Йитс ценил новаторство французских поэтов, их принадлежность искусству ("Никогда прежде, возможно, люди так не старались писать как можно лучше"), почти повторяя Гайльда, он провозглашал: "Тот, кто хорошо пишет, а плохо живет, обычно дает миру больше, чем тот, кто плохо пишет, а живет хорошо".
Йитс не ограничивался французскими "проклятыми" и поэтами "цветов зла" — ему был близок и Вийон, и Ронсар, и Плеяда, и Парнас.
В цепях молчания, в заброшенной могилеМне легче будет стать забвенной горстью пыли,Чем вдохновением и мукой торговать.
И все же, если французские символисты шли за Э. По, Бертраном, Бодлером, а русские — за Владимиром Соловьевым, Йитсу ближе была традиция Блейка, Шелли и Бёме.
Йитс считал, что поэзия всегда и везде подразделяется на запредельную и сосредоточенную на поверхности жизни, иначе говоря, на символическую и реалистическую. При этом истинное искусство направлено на поиски абсолютных ценностей, "тайн духа", "сущности мира". Все великие поэты — от Гомера до Гёте обращались к поэзии больших обобщенно-символических образов.
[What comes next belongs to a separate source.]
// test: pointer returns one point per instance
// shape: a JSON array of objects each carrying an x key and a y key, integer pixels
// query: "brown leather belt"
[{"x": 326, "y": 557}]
Все они были теургами, возлагали на себя бремя иерофантов, священнослужителей. Символизм, считал Йитс, есть "единственно возможный способ выражения" человеческих и бытийных глубин, "какой-то невидимой сути".
В работах Символизм поэзии, Символизм живописи, Осень тела, У. Блейк Йитс развил теорию символа как многомерного образа, универсальной метафоры, эмблемы явления, "единственно возможного способа выражения" глубинного, бессознательного, глубоко скрытого от разума.